Reinventing the wheel
Fast-forwarding to the present, where the coronavirus may still be on the loose but the market has revived, he’s restructured his business ethos.
“There were times when, after a fashion show, critics would complain that I was not innovating. I have now realised that I don’t want to innovate. My heart and soul truly belongs in making couture and that’s what customers come to me for. Anyone who walks into my studio is told upfront that if they want funky silhouettes and cattle embroidered on to their clothes, they should try out some other atelier. Beautiful, classic design has always been my brand’s signature and I’m so happy catering to a customer-base that truly appreciates it.”
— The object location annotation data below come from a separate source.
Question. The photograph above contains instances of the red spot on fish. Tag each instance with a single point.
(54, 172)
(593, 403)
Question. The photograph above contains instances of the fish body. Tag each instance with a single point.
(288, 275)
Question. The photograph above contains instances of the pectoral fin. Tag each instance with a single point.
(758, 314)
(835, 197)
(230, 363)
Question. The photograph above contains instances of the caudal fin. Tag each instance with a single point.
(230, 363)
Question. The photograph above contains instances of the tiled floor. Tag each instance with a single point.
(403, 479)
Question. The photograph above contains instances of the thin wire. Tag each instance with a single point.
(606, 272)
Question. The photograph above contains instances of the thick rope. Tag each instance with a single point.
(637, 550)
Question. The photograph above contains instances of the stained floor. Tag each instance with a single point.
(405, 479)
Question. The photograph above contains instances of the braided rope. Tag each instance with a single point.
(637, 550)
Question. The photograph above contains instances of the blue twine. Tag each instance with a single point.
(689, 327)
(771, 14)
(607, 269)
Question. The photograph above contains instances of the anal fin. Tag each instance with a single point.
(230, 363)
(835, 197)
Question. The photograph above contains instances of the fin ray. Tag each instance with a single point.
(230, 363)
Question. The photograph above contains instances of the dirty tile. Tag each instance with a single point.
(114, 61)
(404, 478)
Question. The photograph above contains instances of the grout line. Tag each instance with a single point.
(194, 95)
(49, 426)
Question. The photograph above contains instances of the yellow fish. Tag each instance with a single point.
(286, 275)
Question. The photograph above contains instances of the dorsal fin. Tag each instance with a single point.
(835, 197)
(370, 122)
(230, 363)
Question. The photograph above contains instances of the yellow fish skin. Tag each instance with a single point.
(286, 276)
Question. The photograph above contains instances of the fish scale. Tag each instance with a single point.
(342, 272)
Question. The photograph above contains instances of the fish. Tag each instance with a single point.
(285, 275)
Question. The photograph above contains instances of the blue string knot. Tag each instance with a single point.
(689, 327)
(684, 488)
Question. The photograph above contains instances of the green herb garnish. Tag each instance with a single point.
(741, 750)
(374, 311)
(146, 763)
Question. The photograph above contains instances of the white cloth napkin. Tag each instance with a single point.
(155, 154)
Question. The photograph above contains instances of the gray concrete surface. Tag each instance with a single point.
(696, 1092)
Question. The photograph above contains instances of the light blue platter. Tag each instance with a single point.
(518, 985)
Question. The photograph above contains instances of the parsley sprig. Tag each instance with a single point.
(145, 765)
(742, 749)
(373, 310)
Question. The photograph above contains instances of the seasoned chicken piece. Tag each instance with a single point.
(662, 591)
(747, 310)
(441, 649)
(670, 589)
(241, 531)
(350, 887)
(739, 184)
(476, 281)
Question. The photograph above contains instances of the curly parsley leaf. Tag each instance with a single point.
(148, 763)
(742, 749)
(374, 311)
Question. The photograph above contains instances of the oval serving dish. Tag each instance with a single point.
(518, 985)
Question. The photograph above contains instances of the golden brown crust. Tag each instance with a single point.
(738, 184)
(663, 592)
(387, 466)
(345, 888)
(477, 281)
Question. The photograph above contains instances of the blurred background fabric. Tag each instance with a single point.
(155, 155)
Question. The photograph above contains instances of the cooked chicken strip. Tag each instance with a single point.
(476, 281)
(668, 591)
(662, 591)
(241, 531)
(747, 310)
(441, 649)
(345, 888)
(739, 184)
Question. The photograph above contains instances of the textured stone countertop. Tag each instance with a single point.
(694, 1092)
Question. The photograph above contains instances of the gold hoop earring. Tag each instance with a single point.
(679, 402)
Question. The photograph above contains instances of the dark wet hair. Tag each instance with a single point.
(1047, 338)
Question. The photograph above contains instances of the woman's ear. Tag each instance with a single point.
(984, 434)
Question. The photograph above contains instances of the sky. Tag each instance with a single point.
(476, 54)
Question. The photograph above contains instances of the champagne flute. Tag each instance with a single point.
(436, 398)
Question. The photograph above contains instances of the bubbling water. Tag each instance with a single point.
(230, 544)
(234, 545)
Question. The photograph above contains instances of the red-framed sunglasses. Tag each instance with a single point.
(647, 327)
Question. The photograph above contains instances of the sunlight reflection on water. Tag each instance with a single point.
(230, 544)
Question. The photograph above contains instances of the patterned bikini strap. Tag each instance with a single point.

Reinventing the wheel for his business, he’s also now operating from an extravagant new studio that launched with quite a bang this February with a swinging, celeb-filled party. Stars from the film, fashion, TV and music industry filtered into the 16-room building — despite the Covid-19 risk — quite like they do at an awards ceremony.
How, despite enduring losses last year, did Shero manage to open this glamorous new studio? Whispers in the fashion fraternity hinted at him having taken on a heavy duty investor.
“I know that everyone’s been wondering this,” he grins. “Some of my guests at the party walked in and I could sense their surprise and they tried to calculate how I had managed to expand to this beautiful space. I don’t have an investor. I just decided to take a risk. I set aside my mother’s medical expenses and then, I invested in myself. It worked. My business is doing extremely well.”
Again, the risk may not have worked in his favour. “True,” he agrees. “I prayed really hard that it would. I think my mother’s prayers have helped me along in life. I’m truly blessed to be doing things that I love and to succeed in them.”
What also steers lady luck his way is the way Shero is, innately: he works hard, plays hard, makes grand plans and sees them through, creates experiences replete with drama, music and luxury. Even his parties are infamous for their razzle dazzle and celebrity clout.
Now, he’s acting with the same gusto that personifies him. He’s on a roll. When is he ever not?